# New Services With Poor Health

> New services, already struggling.

Canonical URL: <https://datadriven.io/problems/new_services_with_poor_health>

Domain: SQL · Difficulty: hard · Seniority: L4

## Problem

Find services whose earliest health check falls in Q1 2026 and where more than 20% of their checks have a non-healthy status (case-insensitive).
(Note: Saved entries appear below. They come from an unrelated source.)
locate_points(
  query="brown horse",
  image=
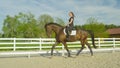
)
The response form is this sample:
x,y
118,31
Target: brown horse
x,y
60,36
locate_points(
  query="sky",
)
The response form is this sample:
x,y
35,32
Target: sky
x,y
106,11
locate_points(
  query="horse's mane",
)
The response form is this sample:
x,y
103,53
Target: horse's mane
x,y
53,24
Return the service name and the failure ratio.

## Worked solution and explanation

### Why this problem exists in real interviews

Reliability teams use this to probe whether you distinguish per-row conditions (`WHERE`) from per-group conditions (`HAVING`). 'New' means 'service whose earliest check is in Q1', a per-group statement that lives in `HAVING MIN(checked)`. Putting the date filter in `WHERE` would also accept services that have checks scattered across the year, silently inflating the cohort.

---

### Break down the requirements

#### Step 1: Define the cohort

`new services` means the earliest `checked` per `svc_name` lands in Q1. That is `MIN(checked) >= '2026-01-01' AND MIN(checked) < '2026-04-01'`. It goes in `HAVING`, not `WHERE`, because it is a per-group condition.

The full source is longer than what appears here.